Financial core means that a member has officially left the guild, although still receiving pension and residuals, to legally cross the picket line.
One prime example of someone affected by scabs and financial core members is Marina Alburger, a member of the writing staff for “The Young and the Restless.”
After the last episode written by her and the rest of the show’s staff aired on Dec. 24, new episodes continued immediately with writing credits going to Josh Griffith, one of the show’s co-executive producers who went financial core from the WGA in order to cross the picket line, as well as Maria Avena Bell, the daughter-in-law of the show’s creator.
“It is starting to become crunch time for me financially. I have begun searching for alternative means of work,” said Alburger.
“I love nothing more than to write so to have to go off and be a cocktail waitress or a bartender, it’s not for me.

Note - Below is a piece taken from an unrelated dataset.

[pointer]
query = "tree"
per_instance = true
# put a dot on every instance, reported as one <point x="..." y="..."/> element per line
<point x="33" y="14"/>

I didn’t go to UCLA and earn a bachelor’s degree in communication studies to become a cocktail waitress or work at Nordstrom’s. Those are fine things to be, and fine places to work, but they are not me. It’s not what I came to Los Angeles to do … I love writing. It’s just who I am,” she said.
While Alburger, like many on strike, feels frustrated by the ongoing situation, her resolve for a beneficial resolution still stands.
“I have to do what I have to do and I have to stand for my guild,” she said. “It’s tough to know that the show is going on without us but we do know there is going to be a day after the strike and we do plan to return to get the show back on track.”
And the award goes to…
It still looks as if the strike will affect the television industry much more than the motion picture side of the entertainment business. However, one place where the movie industry will be hit hard by the strike is the upcoming awards season.
The WGA plans to picket outside both the Golden Globes awards ceremony and the Academy Awards ceremony unless an agreement is reached beforehand. This means that guild members are not allowed to write jokes, introductions, or monologues for these telecasts, and they also will not be attending these events to either present or accept awards.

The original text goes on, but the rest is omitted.